JERUSALEM (AFP) — Israel said on Monday it wants to emerge from a US-sponsored peace conference later this year with a joint statement that touches on the most intractable issues of the Middle East conflict.
"It would be preferable that at the end of that meeting, there is a joint statement referring to the core questions," Prime Minister Ehud Olmert told parliament's powerful foreign affairs and defence committee.
That statement "will form the basis on forming the future Palestinian state," a senior government official quoted him as saying.
The premier sought to once again play down expectations ahead of the meeting, saying it was "not a peace conference, but rather an international meeting aimed at offering international support to the Israeli-Palestinian peace process."
The Israeli premier has been holding regular talks with Palestinian president Mahmud Abbas in recent weeks to try to come up with some kind of agreement before the conference, expected in November.
While the Palestinians have insisted on a detailed agreement of principles on the core issues of the decades-long conflict -- including refugees, borders and Jerusalem --, Israel has instead favoured a more vague joint declaration.

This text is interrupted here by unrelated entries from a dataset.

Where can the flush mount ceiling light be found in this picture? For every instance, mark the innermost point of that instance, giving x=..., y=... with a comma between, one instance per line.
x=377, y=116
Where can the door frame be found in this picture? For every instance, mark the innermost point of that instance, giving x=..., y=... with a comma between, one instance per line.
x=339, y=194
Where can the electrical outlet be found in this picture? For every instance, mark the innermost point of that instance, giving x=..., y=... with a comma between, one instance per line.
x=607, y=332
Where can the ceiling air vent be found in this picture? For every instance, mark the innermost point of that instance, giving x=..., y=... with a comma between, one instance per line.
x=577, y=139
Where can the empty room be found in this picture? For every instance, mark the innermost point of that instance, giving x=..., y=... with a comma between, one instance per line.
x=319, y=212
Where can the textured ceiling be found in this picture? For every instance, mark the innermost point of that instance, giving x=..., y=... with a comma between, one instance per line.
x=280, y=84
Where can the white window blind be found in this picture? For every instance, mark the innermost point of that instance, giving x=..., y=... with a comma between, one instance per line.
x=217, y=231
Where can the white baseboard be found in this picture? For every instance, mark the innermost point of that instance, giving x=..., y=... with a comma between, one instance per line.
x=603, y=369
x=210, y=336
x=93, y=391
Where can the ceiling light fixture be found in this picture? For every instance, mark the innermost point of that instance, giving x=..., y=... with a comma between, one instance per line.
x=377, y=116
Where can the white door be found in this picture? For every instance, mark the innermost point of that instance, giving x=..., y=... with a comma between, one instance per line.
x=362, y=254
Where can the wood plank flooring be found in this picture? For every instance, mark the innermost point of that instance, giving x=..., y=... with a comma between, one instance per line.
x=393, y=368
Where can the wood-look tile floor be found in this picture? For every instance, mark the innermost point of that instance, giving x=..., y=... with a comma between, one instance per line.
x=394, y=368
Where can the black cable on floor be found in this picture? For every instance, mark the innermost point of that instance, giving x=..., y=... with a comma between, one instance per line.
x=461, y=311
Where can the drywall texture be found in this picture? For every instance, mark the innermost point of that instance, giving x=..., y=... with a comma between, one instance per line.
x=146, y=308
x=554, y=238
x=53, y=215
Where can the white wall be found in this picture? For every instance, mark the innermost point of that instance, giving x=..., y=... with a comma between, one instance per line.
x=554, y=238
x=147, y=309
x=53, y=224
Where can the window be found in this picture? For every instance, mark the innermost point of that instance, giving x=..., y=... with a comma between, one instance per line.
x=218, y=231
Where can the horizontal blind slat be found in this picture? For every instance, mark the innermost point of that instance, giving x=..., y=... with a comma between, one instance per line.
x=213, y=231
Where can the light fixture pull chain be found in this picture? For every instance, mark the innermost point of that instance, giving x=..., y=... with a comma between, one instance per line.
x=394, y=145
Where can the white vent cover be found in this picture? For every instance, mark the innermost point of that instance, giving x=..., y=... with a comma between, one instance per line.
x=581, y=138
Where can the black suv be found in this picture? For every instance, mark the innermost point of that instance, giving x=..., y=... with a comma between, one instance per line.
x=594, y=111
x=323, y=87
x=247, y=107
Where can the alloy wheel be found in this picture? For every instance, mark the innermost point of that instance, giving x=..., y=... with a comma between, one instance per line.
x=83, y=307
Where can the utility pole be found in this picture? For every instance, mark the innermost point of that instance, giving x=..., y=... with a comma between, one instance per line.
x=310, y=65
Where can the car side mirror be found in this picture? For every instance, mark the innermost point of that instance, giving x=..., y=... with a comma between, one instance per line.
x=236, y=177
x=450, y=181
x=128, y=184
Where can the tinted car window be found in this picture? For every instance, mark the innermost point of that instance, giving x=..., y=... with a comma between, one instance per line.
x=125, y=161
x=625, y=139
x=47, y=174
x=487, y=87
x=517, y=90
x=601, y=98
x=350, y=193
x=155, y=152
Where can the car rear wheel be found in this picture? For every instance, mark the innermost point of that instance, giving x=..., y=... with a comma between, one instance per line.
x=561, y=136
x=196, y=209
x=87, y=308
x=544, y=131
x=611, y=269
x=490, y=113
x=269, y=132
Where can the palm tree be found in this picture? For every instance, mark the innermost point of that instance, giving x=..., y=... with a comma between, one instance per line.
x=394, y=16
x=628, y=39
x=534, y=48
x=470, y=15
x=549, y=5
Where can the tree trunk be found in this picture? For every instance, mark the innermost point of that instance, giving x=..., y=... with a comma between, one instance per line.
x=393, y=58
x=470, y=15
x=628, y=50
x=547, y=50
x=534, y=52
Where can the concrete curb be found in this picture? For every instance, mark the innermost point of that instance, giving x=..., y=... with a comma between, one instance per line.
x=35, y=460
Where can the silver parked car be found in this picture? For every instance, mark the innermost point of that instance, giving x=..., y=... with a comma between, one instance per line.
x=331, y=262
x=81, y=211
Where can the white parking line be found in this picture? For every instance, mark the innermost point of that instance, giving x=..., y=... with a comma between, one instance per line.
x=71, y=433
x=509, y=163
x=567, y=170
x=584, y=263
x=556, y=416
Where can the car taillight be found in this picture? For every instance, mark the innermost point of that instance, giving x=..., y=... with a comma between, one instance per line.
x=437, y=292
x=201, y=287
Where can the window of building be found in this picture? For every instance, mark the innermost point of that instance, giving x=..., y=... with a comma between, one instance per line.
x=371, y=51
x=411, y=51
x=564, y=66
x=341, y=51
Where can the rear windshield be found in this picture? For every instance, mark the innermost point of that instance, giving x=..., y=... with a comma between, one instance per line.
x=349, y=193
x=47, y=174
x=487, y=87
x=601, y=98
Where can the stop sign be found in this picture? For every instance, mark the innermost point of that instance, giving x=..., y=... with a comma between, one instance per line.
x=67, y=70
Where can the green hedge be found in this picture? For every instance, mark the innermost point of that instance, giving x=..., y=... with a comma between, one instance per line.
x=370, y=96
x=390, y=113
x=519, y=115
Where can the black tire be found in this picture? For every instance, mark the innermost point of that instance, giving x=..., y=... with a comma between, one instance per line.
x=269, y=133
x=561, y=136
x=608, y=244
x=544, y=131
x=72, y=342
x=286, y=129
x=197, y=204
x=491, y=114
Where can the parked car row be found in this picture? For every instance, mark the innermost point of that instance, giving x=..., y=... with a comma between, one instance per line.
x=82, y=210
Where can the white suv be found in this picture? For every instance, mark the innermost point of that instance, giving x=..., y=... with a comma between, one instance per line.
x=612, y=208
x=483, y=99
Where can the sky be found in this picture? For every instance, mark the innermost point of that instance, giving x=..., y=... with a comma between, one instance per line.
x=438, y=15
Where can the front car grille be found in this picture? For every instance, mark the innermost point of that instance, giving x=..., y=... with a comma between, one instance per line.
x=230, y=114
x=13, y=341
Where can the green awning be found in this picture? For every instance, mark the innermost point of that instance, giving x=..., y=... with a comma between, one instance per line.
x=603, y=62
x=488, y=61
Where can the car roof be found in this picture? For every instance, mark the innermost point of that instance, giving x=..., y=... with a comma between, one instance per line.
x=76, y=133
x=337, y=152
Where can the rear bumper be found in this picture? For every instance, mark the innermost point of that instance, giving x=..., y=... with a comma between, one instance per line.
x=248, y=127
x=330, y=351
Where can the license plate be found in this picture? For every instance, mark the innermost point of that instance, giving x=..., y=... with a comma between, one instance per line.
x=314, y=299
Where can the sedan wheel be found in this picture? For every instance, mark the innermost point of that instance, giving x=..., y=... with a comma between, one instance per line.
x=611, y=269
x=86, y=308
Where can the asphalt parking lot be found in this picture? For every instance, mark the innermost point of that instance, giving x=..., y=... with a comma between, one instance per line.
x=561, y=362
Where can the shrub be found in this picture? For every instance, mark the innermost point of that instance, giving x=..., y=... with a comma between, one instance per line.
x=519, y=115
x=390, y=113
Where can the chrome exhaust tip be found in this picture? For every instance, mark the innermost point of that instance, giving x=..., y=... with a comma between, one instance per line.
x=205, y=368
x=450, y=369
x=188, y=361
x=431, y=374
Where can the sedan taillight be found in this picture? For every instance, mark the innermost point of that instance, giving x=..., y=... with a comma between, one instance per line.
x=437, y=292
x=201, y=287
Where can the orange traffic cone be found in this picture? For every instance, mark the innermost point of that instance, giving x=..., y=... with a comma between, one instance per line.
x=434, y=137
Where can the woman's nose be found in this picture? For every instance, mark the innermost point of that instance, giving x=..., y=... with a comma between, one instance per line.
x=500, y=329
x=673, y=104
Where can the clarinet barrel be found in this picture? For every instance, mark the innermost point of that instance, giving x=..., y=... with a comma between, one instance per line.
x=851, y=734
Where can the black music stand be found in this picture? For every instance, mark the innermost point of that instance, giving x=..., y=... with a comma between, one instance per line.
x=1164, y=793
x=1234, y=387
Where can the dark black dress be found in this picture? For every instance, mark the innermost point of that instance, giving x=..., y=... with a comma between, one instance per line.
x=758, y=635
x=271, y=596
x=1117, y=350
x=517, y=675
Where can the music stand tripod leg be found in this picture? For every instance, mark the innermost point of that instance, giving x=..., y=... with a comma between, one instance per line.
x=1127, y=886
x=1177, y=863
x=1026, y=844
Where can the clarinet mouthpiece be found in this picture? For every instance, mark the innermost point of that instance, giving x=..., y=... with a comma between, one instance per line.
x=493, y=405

Abbas and Olmert are due to hold their next round of talks early next week, after which their negotiating teams "will start their joint work," the Israeli premier said.
He also underlined that any agreement would have to follow the international Quartet's roadmap to Middle East peace, which stipulates a cessation of Palestinian attacks and a freeze on Israeli settlements.
"There won't be any shift from the roadmap and the sequence of steps that it lays out," he said, referring to the blueprint that has languished since its launch in 2003.
"It is important to check to what point the Palestinians can carry out their commitments and this will be put to the test before we have to take any steps," he said.
He also dismissed critics who say that Abbas, whose authority has been effectively limited to the occupied West Bank since Hamas seized Gaza in mid-June, was too weak to implement any agreement.
"Those who say that we should not talk with them are leading us to a future that means war, bloodshed and endless conflict."
Olmert also defended Israel's controversial decision last week to declare the Gaza Strip a "hostile entity" and threaten to cut supplies of electricity and fuel to the Hamas-run territory in response to continuing rocket fire.
"We are considering steps against the Hamas regime in order to influence the readiness of the different parties to stop the continuing rocket fire," he said.
But he said Israel did not aim to worsen the humanitarian situation in the impoverished territory that, with 1.5 million residents, is one of the world's most densely-populated places.
"We have no intention to cause any humanitarian damage to Gaza residents and we are distinguishing between the big majority of the public that is not involved in terror and the initiators of terror, who are trying to drag the entire Gaza Strip down," he said.
Israel has been roundly criticised for its move, which rights groups say amounts to illegal collective punishment.